Jesus Shows Us that God Cares About the World
When I served as a chaplain in a hospital for a brief time, a fellow chaplain once shared a phrase with me that was so basic it was easy to dismiss, but was so true it was hard to ignore:
No one cares how much you know
until they know how much you care.
It’s hard to ignore this because we’ve all experienced people in our lives who exist, but don’t really care for us. Sometimes it’s a friend who’s a friend more in name than in action. Or a parent who doesn’t love us in the way we need, or maybe, want. Or a spouse who falters in their commitment. They may have all sorts of knowledge and all sorts of words, but what we really want to know is: Do they care about us and will they show it?
Jesus’ birth tells us something about this. More than merely telling us that God exists, Jesus’ birth tells us that God loves the world more than we understand. Even though the world is weary with wrong, God has not turned his back on us.
Instead, God has entered the world in the form of a man, Jesus of Nazareth, to rescue the world. Why would God do something like this? Because no one cares how much you know, or who you are, until they know how much you care.
Deep in every person’s heart eternity is planted like a pulsating seed, leaving a longing for God that we often cannot articulate or describe. Jesus shows us something shocking: God has that same longing deep within his very self for us and that is what the coming of Jesus is all about.
God cares about us so deeply that he will come into our world himself in answer to all our longings and needs.
One of Jesus’ closest followers, John, wrote a letter to a young church about this very thing. In it, he wrote these words:
(Read 1 John 4:9)
Yes, Jesus shows us that God exists. But even more, Jesus shows us that God cares about us and the world he has made.
Jesus Shows Us that God Is Here
When an amazing athlete arrives at a game we know they have arrived. They sign autographs or give away their shoes. But there is something else that happens when that athlete gets on the court or field and offers an amazing athletic performance. We say they “showed up.” They outclassed and overwhelmed everyone else by making their best performance.

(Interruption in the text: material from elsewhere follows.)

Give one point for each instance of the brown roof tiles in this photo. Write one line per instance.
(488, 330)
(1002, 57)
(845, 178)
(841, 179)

One of the nicknames for Jesus, picked up from another part of the Bible, is Emmanuel, which means “God with us.” Jesus shows us that God is here. But that does not mean merely that God has arrived, like you could take attendance and God would say “present.”
It means that God shows up. Yes, he is a God who exists and a God who cares, but he shows up in the midst of our weary world with what we really need.
When the game is on the line, you need someone to show up and bring victory from defeat. When the orchestra is playing their hardest piece, you need someone to show up, bringing the various parts together, from chaos into resonant beauty.
In a world that’s a mashup of joy, peace, brokenness, and pain, we need someone to really show up. Jesus shows us that God does show up. He is here as a God of truth and grace, as a God of joy and peace, as a God of hope in our weary world.
In the midst of our longing to live a meaningful life, of searching for our hopes to be realized, the real question of Christmas is not whether God exists, cares, or will show up. The real question is whether we will show up with God. Will we reach out to him in the midst of our lives, or will we fall asleep after the celebrations, letting the eternity burning in our hearts fizzle out after we take the tree and the lights down. Will we meet God in the manger, in Jesus, who shows us that God exists, cares, and is here?
Jesus is the perfect picture of what God is like. He is the thrill of hope that brings joy to a weary world, and to people like you and me. He is the One who opens to us a life worth living, a life of hopes realized in God. And because of this, today, we worship him … the One who shows us God because he himself is God.